I spent a good chunk of my time in the building engineering world bashing my head on construction scaffolding, mainly because the scaffold bars were placed just high enough for me to get under without ducking—sans hardhat—and just low enough to catch that hardhat I was (luckily) always wearing. (Full disclosure: I’m not someone who learns from his mistakes.)
You’ll see scaffolding wrapping up buildings around the world; the use of bamboo in Hong Kong is most impressive, if terrifying. Part of one spire on the Kölner Dom (Cologne Cathedral)—like any random old thing in Europe, at any random time—was under scaffolding when I went a couple of years back, the gear jutting out like a modern, singularly un-Gothic barnacle, a real distraction from the cathedral’s otherwise potent impact:
Access and weather protection for construction work can take all kinds of forms. When living in Kyoto one summer, I saw an entire, huge superstructure installed over top of the Nishi Hongan-ji temple. Last week in North Vancouver, I saw a much more modest set-up sheltering a considerably younger building; this scaffolding did pretty much the same job as the faux structure erected over the Kyoto temple:
Another construction site in Japan (a demolition, tellingly) featured a skin installed over the scaffolding that also mitigated sound transmission, to reduce annoyance to the nearby suburban neighbours—I was at once impressed and pissed off, since I had previously dreamed of someday inventing a similar, magical fabric. I don’t have a picture of that one, but here is a scaffolding sign commonly found on Japanese construction sites, whose politeness you’ll never see echoed in North America: Sorry for the disturbance!

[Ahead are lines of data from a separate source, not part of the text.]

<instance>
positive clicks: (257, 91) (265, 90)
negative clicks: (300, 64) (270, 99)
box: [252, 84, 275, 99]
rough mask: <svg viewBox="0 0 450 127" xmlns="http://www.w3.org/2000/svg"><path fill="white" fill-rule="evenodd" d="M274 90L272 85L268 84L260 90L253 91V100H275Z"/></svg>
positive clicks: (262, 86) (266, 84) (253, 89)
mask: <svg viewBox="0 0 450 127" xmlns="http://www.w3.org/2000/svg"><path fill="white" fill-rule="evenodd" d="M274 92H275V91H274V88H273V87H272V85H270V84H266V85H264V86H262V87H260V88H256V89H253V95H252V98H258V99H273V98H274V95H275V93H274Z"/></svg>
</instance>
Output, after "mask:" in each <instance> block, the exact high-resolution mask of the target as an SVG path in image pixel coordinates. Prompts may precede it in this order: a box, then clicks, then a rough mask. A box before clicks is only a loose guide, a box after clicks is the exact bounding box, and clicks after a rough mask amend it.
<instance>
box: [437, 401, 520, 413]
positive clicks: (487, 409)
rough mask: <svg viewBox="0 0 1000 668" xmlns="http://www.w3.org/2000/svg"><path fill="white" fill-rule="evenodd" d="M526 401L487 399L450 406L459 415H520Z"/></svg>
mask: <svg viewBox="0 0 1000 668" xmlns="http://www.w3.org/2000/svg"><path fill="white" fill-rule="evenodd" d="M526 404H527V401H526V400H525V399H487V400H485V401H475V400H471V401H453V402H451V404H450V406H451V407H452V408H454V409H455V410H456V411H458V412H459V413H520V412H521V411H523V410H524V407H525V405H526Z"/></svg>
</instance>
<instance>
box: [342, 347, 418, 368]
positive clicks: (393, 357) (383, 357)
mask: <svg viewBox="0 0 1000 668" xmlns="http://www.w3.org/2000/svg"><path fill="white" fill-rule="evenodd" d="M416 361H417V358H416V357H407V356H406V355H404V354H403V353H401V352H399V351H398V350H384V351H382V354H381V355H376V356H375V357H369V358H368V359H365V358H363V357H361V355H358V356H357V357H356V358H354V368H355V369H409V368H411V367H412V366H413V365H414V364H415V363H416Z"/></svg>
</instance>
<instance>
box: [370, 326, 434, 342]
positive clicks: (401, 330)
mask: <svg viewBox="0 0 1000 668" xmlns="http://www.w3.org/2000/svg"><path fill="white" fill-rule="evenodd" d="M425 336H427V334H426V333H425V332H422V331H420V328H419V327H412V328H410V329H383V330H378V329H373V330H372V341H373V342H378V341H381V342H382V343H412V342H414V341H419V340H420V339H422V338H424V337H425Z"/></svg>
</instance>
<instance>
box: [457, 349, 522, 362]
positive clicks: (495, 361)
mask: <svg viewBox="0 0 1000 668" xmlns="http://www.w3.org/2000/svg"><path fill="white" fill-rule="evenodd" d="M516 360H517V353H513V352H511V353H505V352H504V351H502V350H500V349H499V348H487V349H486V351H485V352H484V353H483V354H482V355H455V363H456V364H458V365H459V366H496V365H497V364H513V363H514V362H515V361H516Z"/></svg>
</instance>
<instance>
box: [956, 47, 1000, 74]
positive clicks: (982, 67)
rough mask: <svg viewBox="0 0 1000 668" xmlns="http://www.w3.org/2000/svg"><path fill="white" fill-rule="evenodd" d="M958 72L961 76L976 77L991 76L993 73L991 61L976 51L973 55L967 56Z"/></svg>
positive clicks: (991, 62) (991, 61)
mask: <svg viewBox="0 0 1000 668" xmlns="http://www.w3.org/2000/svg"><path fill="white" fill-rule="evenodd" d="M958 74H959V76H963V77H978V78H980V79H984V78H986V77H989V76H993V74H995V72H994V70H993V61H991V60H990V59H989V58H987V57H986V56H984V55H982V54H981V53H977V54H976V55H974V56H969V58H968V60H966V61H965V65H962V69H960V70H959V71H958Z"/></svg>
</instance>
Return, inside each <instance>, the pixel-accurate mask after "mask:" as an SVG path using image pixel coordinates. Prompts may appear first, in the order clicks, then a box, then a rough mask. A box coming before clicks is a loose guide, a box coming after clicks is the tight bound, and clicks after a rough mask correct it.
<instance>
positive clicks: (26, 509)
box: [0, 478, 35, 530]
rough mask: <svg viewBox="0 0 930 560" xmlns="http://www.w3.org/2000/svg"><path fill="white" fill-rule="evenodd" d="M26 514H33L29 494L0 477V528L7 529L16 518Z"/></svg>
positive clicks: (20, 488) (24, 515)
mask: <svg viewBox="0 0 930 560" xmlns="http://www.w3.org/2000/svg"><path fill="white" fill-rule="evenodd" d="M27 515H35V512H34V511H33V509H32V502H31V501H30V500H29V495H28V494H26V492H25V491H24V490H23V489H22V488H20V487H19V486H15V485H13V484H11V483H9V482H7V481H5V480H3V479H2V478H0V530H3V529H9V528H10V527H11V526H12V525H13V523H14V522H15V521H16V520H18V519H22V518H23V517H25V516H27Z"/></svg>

Another cool innovation is the use of printed imagery on the scaffold netting, to reduce the aesthetic eyesore during construction. This one is over l’École militaire, near the Eiffel Tower in Paris, as seen in May this year; my European ex-pat experts tell me this is common across the continent:
At the end of the day, we need to wrap up buildings in order to construct and repair them; whether I’m bashing my head on it or not, I’ll always be curious about the scaffolding, not to mention what’s going on underneath it.